Philly Startup Raises $1.85M, Readies to Clean Up Black Market of Online Advertising

Using blockchain, Amino plans to rid the ad exchange of “fraud and abuse.” And it just might save the industry billions in the process.


Amino Payments executive team. L to R: founder and SVP of engineering Chris Chapman; founder and CEO Will Luttrell; and founder and executive chairman David Bookspan.

Armed with $1.85 million in seed funding and built by some of Philly’s top serial entrepreneurs, Amino Payments — Philly’s newest homegrown startup — is ready to take the adtech industry by storm.

The startup’s executive team — founder and CEO Will Luttrell, founder and executive chairman David Bookspan, and founder and SVP of engineering Chris Chapman — say they’ve built a payments solution to clean up the black market of online advertising, one that specifically addresses the billions of dollars companies lose through digital ad sales.

“About 20 percent of budgets are lost to fraud, waste and abuse online because of bad actors and bad practices,” CEO Luttrell told me.

To illustrate his point, take a look at the flashy display ad to the right of this Philly Mag article. That ad didn’t randomly land there, and Philly Mag didn’t place it there either. Instead, the company’s sell-side tech platform — an outside third party actor — is responsible. As a middleman, the sell-side platform hosts an automated auction to sell off Philly’s Mag’s ad space inventory. Advertisers looking to place an ad on the Philly Mag site simply need to enter one of these auctions with a bid. Sounds trouble-free, but not so fast says Luttrell. While display ads are all the rage — they’re a growing $36 billion-a-year industry — the space is increasingly riddled with fraud.

For one, sell-side and demand-side fraudsters may falsely claim that they have a publisher’s ad inventory to mislead advertisers. They might also even falsify the terms of an advertising contract. Instead of taking the 10 percent fee written in a contract, the platform may end up taking 15 percent through hidden fees. The Guardian sued adtech company Rubicon Project in March for example, for alleged non-disclosed buyer fees.

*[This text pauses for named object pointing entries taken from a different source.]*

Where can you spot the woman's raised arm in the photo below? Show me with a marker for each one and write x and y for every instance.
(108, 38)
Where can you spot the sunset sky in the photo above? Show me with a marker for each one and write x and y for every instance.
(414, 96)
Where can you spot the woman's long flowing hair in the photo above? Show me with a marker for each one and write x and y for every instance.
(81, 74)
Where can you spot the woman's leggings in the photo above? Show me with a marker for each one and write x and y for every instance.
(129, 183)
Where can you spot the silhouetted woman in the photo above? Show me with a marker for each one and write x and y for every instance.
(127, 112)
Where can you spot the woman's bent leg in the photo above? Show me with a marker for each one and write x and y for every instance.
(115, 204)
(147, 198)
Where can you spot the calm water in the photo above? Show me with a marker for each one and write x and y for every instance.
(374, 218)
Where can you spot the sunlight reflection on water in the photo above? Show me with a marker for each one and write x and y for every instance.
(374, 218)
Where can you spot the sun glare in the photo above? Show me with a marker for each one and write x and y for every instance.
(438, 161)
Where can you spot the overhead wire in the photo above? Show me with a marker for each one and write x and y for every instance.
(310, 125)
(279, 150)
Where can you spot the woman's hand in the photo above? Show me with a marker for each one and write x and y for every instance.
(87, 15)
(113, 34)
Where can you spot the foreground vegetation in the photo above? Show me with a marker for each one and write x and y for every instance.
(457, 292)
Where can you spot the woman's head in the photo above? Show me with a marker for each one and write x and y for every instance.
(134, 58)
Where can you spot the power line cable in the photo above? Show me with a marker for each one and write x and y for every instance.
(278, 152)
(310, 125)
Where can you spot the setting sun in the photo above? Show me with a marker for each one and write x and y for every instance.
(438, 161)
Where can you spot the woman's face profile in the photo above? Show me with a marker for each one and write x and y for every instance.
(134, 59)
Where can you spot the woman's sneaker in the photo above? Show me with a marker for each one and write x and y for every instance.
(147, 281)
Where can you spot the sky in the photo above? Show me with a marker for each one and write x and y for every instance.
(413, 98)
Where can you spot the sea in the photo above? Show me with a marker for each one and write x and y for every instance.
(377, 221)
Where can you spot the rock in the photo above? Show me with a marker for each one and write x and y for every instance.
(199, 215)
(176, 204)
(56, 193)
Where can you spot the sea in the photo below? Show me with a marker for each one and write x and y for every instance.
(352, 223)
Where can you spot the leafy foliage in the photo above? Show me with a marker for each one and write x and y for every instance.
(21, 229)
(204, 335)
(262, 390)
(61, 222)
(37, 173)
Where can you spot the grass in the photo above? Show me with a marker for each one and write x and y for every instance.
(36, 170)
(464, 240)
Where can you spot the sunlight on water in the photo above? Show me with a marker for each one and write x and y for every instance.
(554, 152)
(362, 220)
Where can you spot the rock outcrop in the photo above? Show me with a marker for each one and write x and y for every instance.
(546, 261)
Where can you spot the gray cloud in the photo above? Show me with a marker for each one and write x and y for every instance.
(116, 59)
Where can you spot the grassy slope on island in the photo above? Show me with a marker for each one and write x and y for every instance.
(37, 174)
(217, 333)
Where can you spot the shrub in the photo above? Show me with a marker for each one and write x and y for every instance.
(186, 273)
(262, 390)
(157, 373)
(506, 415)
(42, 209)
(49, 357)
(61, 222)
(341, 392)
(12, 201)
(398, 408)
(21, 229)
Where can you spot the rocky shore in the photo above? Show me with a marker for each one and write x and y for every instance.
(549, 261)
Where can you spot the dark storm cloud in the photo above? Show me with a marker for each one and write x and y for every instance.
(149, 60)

“All of these problems can only exist because the supply chain is opaque,” Luttrell said. “Once you make a buy or bid, or place your inventory up for a bid, everyone loses track of the money.”

Amino’s solution? A blockchain payments system that tracks the money, enforces payment terms and provides a transparent trail of where every penny ends up and with whom. Advertisers have long cried about the lack of transparency. “The saying goes, ‘I know half of my advertising is wasted, I’m just not sure which half,’” executive chairman Bookspan recalled. “Amino shows them which half,” he said.

Luttrell was exposed first-hand to the downsides of the online advertising industry in his prior role as co-founder and chief technical officer at Integral Ad Science, a New York-based digital-advertising tech and data company.

“[Amino] is a last mile solution to challenges that I was attacking there,” he said. Amino won’t compete with Integral Ad Science but will instead compliment it by tracking the flow of money with blockchain ledgers to ultimately pay out the ad sales ecosystem.

Amino’s team of 19 is already stationed at a Center City WeWork co-working space and gearing up to pilot the payments service this fall. The company raised a $1.85 million seed round led by First Round Capital when founder Josh Kopelman learned of the startup while away in California. They closed the round with Kopelman in just two weeks.

And notably, all of Amino’s investors are Philadelphians. Marketing luminary Richard Vague and Philadelphia’s StartupPHL fund have also backed the budding company. “We’re on a mission to build this in Philadelphia and keep it here,” said Luttrell, who plans to hire locally. “This is very much a Philadelphia story.”